The article is significant for its detailed description of the painfully bleak quality of life for Romanians living through the final years of Ceausescu's national socialism. I've excerpted a bit, but the article is well-written and worth reading in full:
In1986, Pavel Câmpeanu, a Romanian sociologist who had built his career on support for socialism and who had shared a prison cell with Nicoale Ceauşescu during
World War II, smuggled out an article which was subsequently published anonymously by a purported "visitor to Romania" in the New York Review of Books.
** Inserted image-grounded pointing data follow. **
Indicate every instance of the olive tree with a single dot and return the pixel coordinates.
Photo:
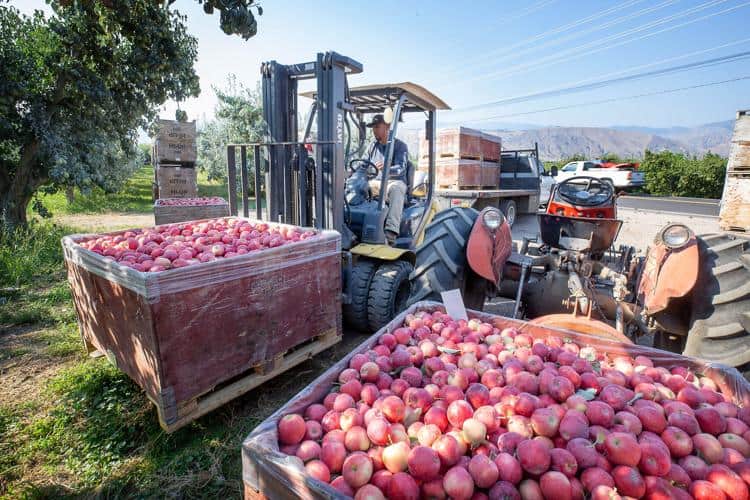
(77, 85)
(238, 119)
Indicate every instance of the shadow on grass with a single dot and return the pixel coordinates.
(101, 433)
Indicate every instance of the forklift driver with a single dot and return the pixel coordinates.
(396, 178)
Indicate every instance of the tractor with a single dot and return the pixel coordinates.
(689, 293)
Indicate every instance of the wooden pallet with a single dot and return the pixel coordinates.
(173, 417)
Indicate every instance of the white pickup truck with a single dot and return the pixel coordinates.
(622, 178)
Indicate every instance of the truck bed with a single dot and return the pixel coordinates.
(485, 193)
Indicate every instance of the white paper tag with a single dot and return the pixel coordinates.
(454, 304)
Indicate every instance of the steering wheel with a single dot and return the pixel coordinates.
(586, 191)
(370, 168)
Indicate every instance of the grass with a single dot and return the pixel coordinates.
(134, 197)
(73, 426)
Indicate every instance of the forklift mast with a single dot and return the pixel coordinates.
(297, 193)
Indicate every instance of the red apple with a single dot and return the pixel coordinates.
(622, 449)
(423, 463)
(357, 470)
(291, 429)
(402, 485)
(629, 481)
(533, 456)
(555, 485)
(458, 483)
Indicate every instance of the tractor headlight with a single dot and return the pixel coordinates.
(493, 218)
(675, 235)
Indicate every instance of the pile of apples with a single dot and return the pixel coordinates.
(190, 202)
(461, 409)
(185, 244)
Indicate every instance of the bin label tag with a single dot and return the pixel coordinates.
(454, 304)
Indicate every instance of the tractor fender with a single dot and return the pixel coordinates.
(488, 249)
(384, 252)
(581, 324)
(668, 274)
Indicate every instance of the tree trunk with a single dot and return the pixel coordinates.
(13, 208)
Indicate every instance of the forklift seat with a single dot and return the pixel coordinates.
(409, 180)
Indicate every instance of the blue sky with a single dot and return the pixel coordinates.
(475, 52)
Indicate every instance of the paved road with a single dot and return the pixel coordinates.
(687, 206)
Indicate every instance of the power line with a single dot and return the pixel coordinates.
(600, 45)
(514, 54)
(603, 83)
(509, 49)
(613, 99)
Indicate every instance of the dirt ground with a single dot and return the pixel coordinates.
(110, 221)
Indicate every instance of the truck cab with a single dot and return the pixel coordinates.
(622, 178)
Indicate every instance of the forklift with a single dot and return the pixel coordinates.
(320, 178)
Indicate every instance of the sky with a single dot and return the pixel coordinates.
(473, 53)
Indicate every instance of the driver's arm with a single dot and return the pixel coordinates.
(400, 159)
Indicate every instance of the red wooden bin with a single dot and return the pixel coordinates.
(196, 337)
(269, 474)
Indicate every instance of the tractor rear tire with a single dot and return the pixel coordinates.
(441, 260)
(720, 315)
(510, 211)
(355, 313)
(389, 293)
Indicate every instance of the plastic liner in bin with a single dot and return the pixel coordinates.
(275, 475)
(181, 333)
(152, 285)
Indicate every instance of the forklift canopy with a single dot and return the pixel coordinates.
(376, 98)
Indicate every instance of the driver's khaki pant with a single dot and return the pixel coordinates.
(395, 199)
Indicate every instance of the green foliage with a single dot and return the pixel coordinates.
(134, 197)
(239, 119)
(236, 16)
(77, 85)
(675, 174)
(31, 254)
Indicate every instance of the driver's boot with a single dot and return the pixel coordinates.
(390, 237)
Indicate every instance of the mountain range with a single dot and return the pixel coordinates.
(556, 143)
At the time, it was assumed that the Securitate punished and assasinated dissidents even after they left the country.
One of my friends said that to understand the recent developments I must first consult a decree by the Council of State of the Romanian Socialist Republic issued on October 10, 1981. The exact text ran as follows:
It shall constitute illegal trading activities and, in accordance with the terms set down in the Penal Code, shall be punishable by six months to five years in prison, to purchase from any state commercial center or cooperative store, either with a view to hoarding or in any quantity that exceeds the requirements of a family for a period of a month, oil, sugar, wheat or corn flour, rice, coffee and all other foodstuffs the hoarding of which might affect the interests of other consumers and proper provisioning of the population.
Since then, he said, the situation has changed drastically. Coffee can no longer be bought by private citizens and has been replaced by an ersatz substance disapproved of by physicians, which the public, guessing at the ingredients, has nicknamed "henna." Meat, buttermilk, and bread are rationed in most districts, sugar and cooking oil throughout the country—and the ration is much more generous than the shops charged with distributing them can supply.
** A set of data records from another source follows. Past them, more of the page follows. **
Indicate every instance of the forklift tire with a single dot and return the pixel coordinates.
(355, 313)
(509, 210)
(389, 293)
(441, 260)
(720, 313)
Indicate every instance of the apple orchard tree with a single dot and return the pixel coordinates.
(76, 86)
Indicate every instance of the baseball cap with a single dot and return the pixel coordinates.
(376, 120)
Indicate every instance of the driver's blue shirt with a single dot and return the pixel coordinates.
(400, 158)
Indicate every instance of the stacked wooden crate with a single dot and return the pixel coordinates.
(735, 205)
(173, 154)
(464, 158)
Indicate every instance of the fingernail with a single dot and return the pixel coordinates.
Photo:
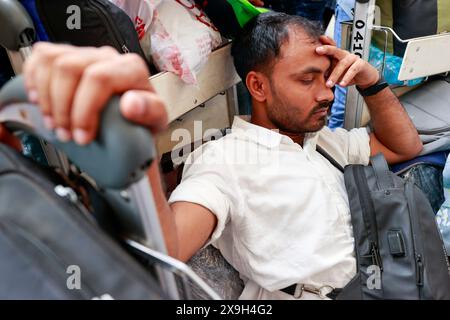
(81, 136)
(134, 103)
(33, 96)
(49, 123)
(63, 134)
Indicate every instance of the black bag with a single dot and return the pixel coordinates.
(395, 233)
(102, 23)
(47, 238)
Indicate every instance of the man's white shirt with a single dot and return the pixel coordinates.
(282, 209)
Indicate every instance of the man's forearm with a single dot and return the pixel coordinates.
(166, 216)
(392, 125)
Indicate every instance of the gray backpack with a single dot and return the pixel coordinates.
(399, 250)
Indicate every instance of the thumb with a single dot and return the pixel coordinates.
(145, 108)
(7, 138)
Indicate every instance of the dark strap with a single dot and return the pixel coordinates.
(329, 158)
(381, 169)
(290, 290)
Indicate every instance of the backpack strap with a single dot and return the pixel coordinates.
(381, 169)
(329, 158)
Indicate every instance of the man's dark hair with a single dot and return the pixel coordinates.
(260, 41)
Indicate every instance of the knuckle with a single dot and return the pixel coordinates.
(135, 60)
(95, 74)
(65, 65)
(108, 50)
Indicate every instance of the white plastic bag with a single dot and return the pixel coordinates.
(182, 38)
(141, 13)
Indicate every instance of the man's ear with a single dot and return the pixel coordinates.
(257, 84)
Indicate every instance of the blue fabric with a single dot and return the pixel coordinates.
(437, 159)
(443, 214)
(336, 119)
(391, 70)
(312, 9)
(429, 179)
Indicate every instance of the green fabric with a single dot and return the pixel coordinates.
(245, 11)
(443, 16)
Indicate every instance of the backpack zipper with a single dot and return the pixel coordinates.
(119, 40)
(368, 212)
(415, 225)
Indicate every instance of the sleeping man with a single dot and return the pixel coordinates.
(276, 209)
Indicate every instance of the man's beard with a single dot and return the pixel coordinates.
(288, 119)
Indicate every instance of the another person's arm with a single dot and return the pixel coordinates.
(72, 84)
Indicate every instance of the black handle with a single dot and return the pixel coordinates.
(16, 27)
(119, 156)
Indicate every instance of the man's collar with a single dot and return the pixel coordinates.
(267, 137)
Since 1968, it should be explained, Romania has been divided into more than forty districts, each with a Party secretary, who is its supreme head. He is responsible for delivering a quota of food from his district to the central government—a task that must give him bad dreams. For it poses an insoluble problem: if he distributes locally less food than is called for by the plan—as he is virtually obliged to do—he will be popular with the authorities but held in contempt by the people of the district; and if he tries to help the population get more food, he will be unpopular with the authorities. Everyone has a different approach to the same dilemma—for even in the CP no district secretary is quite like another—and this psychological diversity makes for diversity in the distribution of food shortages throughout the country. In Cluj or Pitesti the situation, I was told, is frankly horrible; in Sibiu or Vilcea it is merely wretched. Thousands go from district to district on shopping excursions from which they often return empty-handed.
Romania seems unique in many ways. It is the only European country in which one can be sentenced to five years in prison for buying excessive quantities of food that is generally unavailable to the public. It is also, in my experience, the only such country in which the legal work week is forty-six hours and the urban population often spends three to four hours a day shopping for groceries. In Romania President Ceausescu takes upon himself to compose lyrics for a new national anthem, rather than entrusting the task to a poet. And in spite of a republican form of government of which he is the constitutional head, the president carries a scepter and is grooming his son as his successor.
Workers often spend entire days waiting for raw materials that their factory cannot obtain. If they leave the premises without permission or bring alcoholic beverages, or cigarettes, or lighters, or matches onto the shop floor, they are regarded as having broken the law and can receive prison sentences from three months up to two years (Decree 400 of December 29, 1981, Article 18).